Au moment où nous mettons sous presse, seuls quelques noms d'invités ont filtré. Outre la soirée d'ouverture qui accueillera Louis Garrel et son équipe pour sa comédie policière tournée dans la région  lyonnaise, L'Innocent (samedi 15 à la Halle Tony-Garnier), on pourra compter sur la venue du cinéaste coréen Lee Chang-dong ; l'ancien ministre de la Culture du Pays du matin calme proposera ses premières œuvres restaurées.
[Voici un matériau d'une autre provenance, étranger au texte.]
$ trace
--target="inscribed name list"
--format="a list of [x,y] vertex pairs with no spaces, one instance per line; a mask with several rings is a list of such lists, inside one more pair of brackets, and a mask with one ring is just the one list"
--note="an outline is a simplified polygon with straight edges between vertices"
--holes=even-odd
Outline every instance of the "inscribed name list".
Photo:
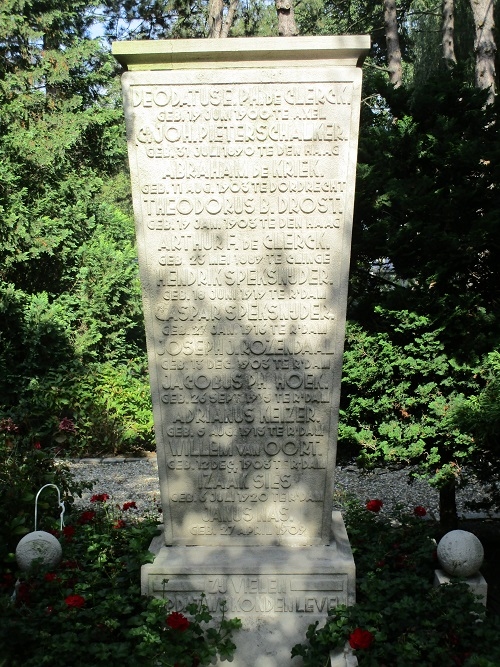
[[166,541],[327,543],[353,74],[125,77]]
Également entre Rhône et Saône, le contrebassiste Kyle Eastwood offrira l'avant-première mondiale d'un spectacle musical interprété par son Quintet et l'Orchestre national de Lyon : Eastwood Symphonic. Voyage dans l'univers mélodique et cinématographique de son père, ce concert symphonique sera donnée mercredi 19 octobre 2022 à 20h à l'Auditorium de Lyon avant d'entamer une vaste tournée. Notez au passage que le lendemain au même endroit à la même heure aura lieu le ciné-concert de Dans la nuit de Charles Vanel. Malgré sa remarquable longévité, l'auteur (qui aurait 130 ans aujourd'hui) ne sera pas présent. En revanche, l'organiste Adam Barnadac accompagnera ses images en direct.